É essa possibilidade que hoje está a ser atacada com aquilo a que chamo "a
teoria da democracia limitada", forma de interiorizar e materializar a soberania
limitada. Com mais ou menos sofisticação, significa que votem os povos como
quiserem, quem manda são os mercados. Na verdade, a frase mais correcta é “mandam
os partidos dos mercados”. E os “partidos dos mercados” são a expressão
orgânica dos grandes interesses financeiros – o eufemismo é “os nossos
credores” –e representam a desaparição do primado do poder político sobre o
poder económico, ou seja, da autonomia do poder político assente no voto numa
democracia.
9.
Portugal está nessa encruzilhada. O governo do PSD-CDS é o que a “Europa” do
PPE quer e precisa para não haver contágio em Espanha. O governo do
centro-esquerda do PS, com apoio do PCP e do BE, não só não pode ter sucesso,
como nem sequer pode existir como possibilidade, para o caso miraculoso de
mostrar que “há alternativa”. Não é um jogo a feijões – é um jogo,
se se pode chamar assim, em que estão todos os grandes interesses europeus e
nacionais que agitam fantasmas, que vão da CGTP ao PREC, para gerar o medo e
impor o monopólio político da direita. É verdade que o mecanismo ideal da
teoria da democracia limitada é ver os partidos socialistas a fazerem a
política da direita e com a direita. Mas isso parece falhar em Portugal, como
já falhou no Partido Trabalhista inglês. Não é porque Costa seja um Corbyn
– não é certamente –, mas porque a recusa visceral de que “os mesmos”

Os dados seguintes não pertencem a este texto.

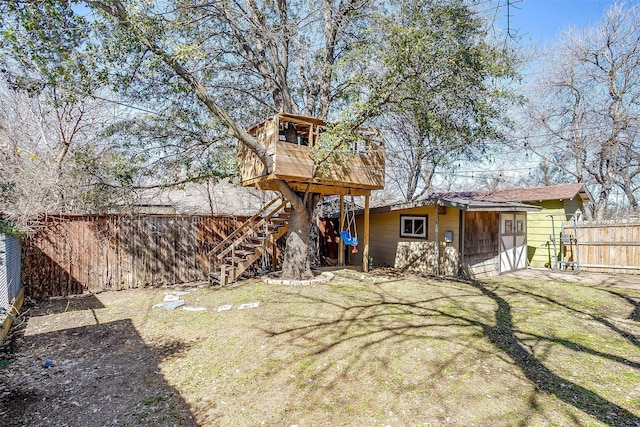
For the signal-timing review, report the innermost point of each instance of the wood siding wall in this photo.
(539, 229)
(481, 244)
(72, 254)
(386, 247)
(606, 247)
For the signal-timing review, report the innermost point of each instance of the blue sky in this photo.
(541, 21)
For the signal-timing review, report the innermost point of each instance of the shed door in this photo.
(513, 242)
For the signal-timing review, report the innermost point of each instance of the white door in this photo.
(513, 242)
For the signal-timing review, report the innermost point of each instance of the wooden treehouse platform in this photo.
(289, 139)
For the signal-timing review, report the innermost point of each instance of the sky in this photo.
(541, 21)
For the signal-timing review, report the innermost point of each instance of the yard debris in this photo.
(170, 305)
(249, 305)
(190, 308)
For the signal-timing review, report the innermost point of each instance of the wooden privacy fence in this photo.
(606, 247)
(94, 253)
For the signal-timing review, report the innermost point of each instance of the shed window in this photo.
(413, 226)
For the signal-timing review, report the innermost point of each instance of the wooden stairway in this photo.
(250, 241)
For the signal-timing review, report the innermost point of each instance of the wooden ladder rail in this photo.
(239, 267)
(242, 235)
(243, 226)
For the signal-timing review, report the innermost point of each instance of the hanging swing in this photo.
(347, 237)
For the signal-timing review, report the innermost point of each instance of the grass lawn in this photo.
(361, 350)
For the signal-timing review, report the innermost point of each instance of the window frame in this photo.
(422, 236)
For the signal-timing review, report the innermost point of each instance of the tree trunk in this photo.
(296, 264)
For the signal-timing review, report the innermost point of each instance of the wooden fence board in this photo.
(72, 254)
(608, 246)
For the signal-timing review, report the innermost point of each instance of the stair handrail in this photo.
(252, 229)
(239, 229)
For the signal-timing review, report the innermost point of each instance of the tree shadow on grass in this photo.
(632, 339)
(635, 314)
(377, 317)
(502, 336)
(102, 374)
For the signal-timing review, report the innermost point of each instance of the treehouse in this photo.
(290, 141)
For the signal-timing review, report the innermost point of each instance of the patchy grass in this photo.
(364, 349)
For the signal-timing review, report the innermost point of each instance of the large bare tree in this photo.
(238, 60)
(585, 114)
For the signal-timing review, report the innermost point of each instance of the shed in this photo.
(557, 203)
(452, 234)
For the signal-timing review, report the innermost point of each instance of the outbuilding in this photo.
(452, 234)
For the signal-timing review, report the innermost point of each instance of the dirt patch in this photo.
(100, 373)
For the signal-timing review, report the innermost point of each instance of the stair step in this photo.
(243, 253)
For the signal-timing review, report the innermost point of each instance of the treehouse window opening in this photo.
(413, 226)
(296, 133)
(360, 146)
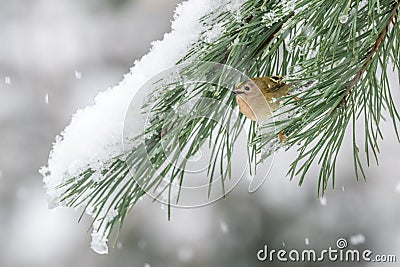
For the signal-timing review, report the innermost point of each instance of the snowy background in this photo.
(55, 56)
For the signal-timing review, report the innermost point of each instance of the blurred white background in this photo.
(55, 56)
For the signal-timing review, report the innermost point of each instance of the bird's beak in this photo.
(237, 91)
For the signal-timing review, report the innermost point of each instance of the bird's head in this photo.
(246, 89)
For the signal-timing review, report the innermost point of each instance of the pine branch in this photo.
(373, 51)
(329, 50)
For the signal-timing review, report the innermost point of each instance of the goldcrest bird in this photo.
(256, 97)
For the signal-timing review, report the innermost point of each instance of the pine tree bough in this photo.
(336, 53)
(372, 53)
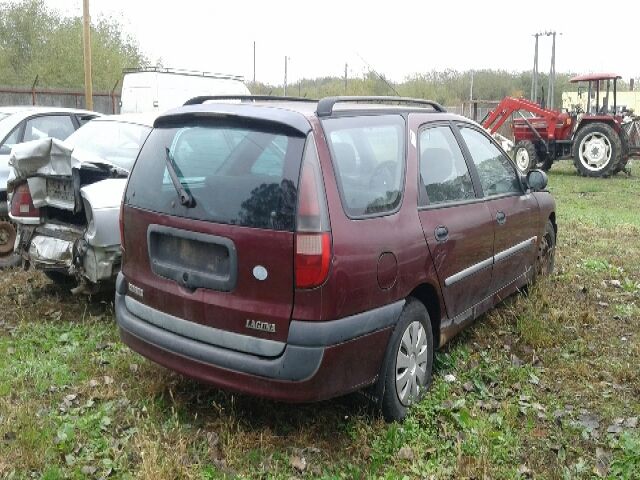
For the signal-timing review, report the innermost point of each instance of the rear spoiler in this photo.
(245, 113)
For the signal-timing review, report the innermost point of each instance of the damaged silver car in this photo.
(65, 198)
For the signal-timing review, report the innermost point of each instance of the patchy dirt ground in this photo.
(546, 386)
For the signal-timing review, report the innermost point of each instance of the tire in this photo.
(597, 150)
(546, 254)
(59, 278)
(7, 238)
(525, 156)
(413, 331)
(624, 139)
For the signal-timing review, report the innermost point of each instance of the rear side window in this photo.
(368, 157)
(443, 170)
(56, 126)
(497, 173)
(236, 175)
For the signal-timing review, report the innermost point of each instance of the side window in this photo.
(443, 171)
(497, 175)
(368, 156)
(56, 126)
(10, 141)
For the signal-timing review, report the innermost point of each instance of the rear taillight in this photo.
(313, 235)
(122, 225)
(22, 203)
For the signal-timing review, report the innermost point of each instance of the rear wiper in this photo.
(185, 196)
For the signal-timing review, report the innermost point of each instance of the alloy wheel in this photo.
(411, 363)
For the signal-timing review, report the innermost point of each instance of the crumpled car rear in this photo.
(71, 225)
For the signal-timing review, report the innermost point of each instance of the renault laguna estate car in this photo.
(300, 250)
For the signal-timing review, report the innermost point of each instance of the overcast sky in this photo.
(397, 38)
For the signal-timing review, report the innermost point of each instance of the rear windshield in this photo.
(368, 156)
(114, 141)
(237, 175)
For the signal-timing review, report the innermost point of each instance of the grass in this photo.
(546, 386)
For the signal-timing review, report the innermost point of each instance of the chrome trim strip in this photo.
(515, 249)
(467, 272)
(202, 333)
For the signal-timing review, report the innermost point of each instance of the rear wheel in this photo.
(545, 258)
(525, 156)
(624, 139)
(597, 150)
(7, 238)
(406, 372)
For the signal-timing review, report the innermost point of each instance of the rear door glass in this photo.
(368, 154)
(236, 175)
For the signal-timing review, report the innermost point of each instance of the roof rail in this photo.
(325, 105)
(180, 71)
(269, 98)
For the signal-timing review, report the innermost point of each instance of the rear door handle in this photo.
(441, 233)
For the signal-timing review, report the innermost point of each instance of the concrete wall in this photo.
(101, 103)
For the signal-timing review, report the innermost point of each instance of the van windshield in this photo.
(236, 175)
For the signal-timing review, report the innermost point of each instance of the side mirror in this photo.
(537, 180)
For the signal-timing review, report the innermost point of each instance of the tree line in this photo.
(36, 41)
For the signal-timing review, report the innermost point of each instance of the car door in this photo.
(513, 210)
(456, 222)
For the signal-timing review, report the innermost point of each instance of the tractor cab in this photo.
(602, 91)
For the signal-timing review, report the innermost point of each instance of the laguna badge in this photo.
(261, 326)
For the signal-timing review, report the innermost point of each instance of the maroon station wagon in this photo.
(300, 250)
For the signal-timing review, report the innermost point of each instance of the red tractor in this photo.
(597, 139)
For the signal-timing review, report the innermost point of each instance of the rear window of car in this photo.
(236, 174)
(114, 141)
(368, 156)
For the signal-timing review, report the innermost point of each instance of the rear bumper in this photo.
(318, 362)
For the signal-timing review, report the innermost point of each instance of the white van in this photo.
(148, 90)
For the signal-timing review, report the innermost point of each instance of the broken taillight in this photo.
(22, 203)
(313, 235)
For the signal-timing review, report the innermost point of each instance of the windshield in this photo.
(228, 173)
(114, 141)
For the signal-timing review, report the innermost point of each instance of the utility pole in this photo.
(551, 91)
(534, 76)
(346, 66)
(286, 59)
(86, 41)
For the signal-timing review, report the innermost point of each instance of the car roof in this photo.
(296, 112)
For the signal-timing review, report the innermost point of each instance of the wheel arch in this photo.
(428, 295)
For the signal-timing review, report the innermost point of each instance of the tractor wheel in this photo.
(545, 162)
(624, 139)
(597, 150)
(7, 238)
(525, 156)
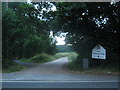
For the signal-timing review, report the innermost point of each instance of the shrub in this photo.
(6, 63)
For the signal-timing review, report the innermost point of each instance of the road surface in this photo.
(54, 75)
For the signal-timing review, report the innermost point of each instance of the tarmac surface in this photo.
(52, 71)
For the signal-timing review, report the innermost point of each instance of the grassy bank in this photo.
(42, 58)
(95, 66)
(13, 68)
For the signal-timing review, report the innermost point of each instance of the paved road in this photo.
(62, 84)
(53, 75)
(53, 71)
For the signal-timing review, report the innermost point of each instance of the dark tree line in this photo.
(89, 24)
(23, 33)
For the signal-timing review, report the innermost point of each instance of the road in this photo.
(60, 84)
(52, 74)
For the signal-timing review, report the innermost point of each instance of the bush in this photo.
(40, 58)
(6, 63)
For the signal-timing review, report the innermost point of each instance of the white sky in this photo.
(60, 40)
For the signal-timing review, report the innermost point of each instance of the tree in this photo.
(89, 24)
(24, 33)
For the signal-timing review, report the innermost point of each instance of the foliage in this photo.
(89, 24)
(39, 58)
(24, 34)
(64, 48)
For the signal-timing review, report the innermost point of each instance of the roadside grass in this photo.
(75, 65)
(13, 68)
(42, 58)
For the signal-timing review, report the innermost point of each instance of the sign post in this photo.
(85, 63)
(98, 52)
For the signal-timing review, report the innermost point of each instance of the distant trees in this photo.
(89, 24)
(24, 34)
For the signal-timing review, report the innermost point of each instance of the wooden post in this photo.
(85, 63)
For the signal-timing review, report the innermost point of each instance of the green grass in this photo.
(42, 58)
(26, 60)
(13, 68)
(76, 66)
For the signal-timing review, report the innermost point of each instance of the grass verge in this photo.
(75, 65)
(13, 68)
(42, 58)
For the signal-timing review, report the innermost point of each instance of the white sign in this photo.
(98, 52)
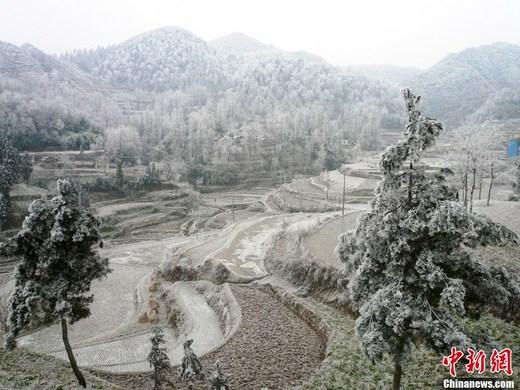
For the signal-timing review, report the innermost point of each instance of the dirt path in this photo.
(273, 349)
(203, 323)
(322, 243)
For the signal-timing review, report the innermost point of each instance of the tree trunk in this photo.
(343, 202)
(490, 185)
(473, 186)
(466, 190)
(480, 182)
(72, 360)
(410, 185)
(398, 369)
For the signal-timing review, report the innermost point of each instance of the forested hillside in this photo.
(476, 84)
(211, 108)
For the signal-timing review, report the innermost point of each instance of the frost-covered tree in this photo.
(13, 166)
(157, 357)
(218, 380)
(57, 264)
(406, 271)
(191, 366)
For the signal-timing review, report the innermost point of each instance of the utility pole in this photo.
(301, 188)
(233, 202)
(343, 203)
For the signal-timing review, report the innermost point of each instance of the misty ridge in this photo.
(211, 103)
(224, 214)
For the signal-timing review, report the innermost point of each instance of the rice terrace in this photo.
(179, 212)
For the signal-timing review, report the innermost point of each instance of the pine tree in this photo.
(406, 271)
(56, 268)
(157, 357)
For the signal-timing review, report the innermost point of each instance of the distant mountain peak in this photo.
(240, 43)
(164, 32)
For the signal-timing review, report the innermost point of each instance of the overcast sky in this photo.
(401, 32)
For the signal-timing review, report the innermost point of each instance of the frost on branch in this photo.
(406, 269)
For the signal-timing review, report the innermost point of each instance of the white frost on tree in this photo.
(157, 357)
(406, 272)
(56, 268)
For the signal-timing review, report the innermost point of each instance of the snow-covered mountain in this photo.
(476, 83)
(159, 60)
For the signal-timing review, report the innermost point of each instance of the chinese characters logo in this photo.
(499, 361)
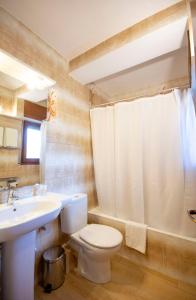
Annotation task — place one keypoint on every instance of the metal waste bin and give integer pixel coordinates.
(53, 268)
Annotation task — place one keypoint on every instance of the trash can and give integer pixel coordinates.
(53, 268)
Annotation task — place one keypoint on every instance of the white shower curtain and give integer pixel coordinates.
(145, 160)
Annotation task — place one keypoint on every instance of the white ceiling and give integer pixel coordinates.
(149, 74)
(154, 44)
(73, 26)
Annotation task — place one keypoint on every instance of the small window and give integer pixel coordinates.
(31, 143)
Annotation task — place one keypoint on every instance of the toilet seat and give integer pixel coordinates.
(101, 236)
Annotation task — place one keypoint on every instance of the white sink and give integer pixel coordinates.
(27, 215)
(18, 226)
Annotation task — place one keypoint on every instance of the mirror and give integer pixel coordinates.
(23, 107)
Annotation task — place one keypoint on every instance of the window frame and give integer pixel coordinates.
(24, 160)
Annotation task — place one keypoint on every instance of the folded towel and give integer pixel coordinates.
(135, 234)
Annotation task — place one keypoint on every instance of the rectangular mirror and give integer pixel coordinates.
(23, 107)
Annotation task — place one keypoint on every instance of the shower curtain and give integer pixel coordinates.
(145, 160)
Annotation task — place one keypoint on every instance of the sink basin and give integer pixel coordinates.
(27, 215)
(18, 226)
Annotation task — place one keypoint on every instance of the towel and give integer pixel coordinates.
(135, 234)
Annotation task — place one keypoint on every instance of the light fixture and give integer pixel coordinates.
(14, 68)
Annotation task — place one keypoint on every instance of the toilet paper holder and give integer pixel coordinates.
(192, 214)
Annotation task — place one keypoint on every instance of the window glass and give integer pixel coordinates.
(33, 143)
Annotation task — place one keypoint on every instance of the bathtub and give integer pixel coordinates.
(167, 253)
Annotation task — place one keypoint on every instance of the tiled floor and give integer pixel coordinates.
(129, 282)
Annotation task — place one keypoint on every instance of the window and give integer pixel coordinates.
(31, 143)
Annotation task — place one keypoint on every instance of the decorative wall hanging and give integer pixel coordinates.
(51, 110)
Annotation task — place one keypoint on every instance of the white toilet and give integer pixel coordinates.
(94, 243)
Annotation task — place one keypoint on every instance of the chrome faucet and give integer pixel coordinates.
(11, 187)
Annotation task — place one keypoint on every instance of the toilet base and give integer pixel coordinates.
(93, 268)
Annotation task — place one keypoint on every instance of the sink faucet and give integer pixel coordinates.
(11, 187)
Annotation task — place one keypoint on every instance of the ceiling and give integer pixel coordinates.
(74, 26)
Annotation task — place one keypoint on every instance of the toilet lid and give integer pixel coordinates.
(101, 236)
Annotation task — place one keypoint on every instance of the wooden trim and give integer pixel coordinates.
(192, 59)
(163, 88)
(34, 111)
(24, 160)
(149, 24)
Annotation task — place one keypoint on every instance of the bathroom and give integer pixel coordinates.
(138, 181)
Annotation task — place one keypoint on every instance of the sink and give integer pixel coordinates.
(18, 224)
(27, 215)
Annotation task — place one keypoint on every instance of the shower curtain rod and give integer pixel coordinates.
(161, 92)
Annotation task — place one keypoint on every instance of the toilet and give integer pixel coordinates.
(94, 243)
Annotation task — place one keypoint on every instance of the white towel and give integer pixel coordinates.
(135, 234)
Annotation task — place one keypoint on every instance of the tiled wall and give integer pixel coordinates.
(10, 158)
(69, 165)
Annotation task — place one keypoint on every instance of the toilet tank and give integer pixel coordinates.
(74, 213)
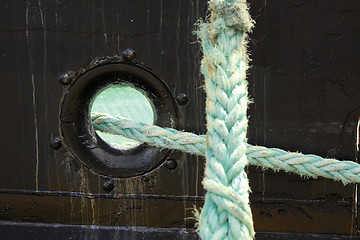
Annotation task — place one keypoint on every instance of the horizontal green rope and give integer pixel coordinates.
(272, 158)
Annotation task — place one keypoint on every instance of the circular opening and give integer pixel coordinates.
(123, 101)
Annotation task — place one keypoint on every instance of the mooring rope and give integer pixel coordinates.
(267, 158)
(226, 213)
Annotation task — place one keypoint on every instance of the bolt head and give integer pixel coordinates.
(65, 79)
(55, 143)
(171, 164)
(129, 54)
(109, 185)
(182, 99)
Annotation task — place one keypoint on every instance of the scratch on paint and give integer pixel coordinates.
(33, 100)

continuem a governar, traduzida em 62% dos votos, mudou as regras do jogo e
levou o PCP a abrir uma porta que nunca tinha sido aberta e pela qual entraram
o PS e o BE.
10.
Não sei se vão falhar, tudo aponta para que as dificuldades sejam imensas. Mas
há quem deseje ardentemente que falhem, mesmo que isso signifique dar cabo da
economia que resta, criar um sério conflito institucional entre um governo em
gestão a testar sempre os seus limites (como fez com a TAP), um Presidente que
será pressionado para meter na gaveta tudo o que uma Assembleia hostil decidir
e uma Assembleia a ter de “governar”, sem ter o governo que apoia em funções.
Isto, sim, é o PREC. Aliás, nada é mais parecido com a linguagem e as atitudes
do PREC do que o que diz e o que faz a direita radicalizada que hoje temos.
Obra da “Europa” da soberania limitada, a querer impor à força uma democracia
limitada. E não é com “eles” – é connosco.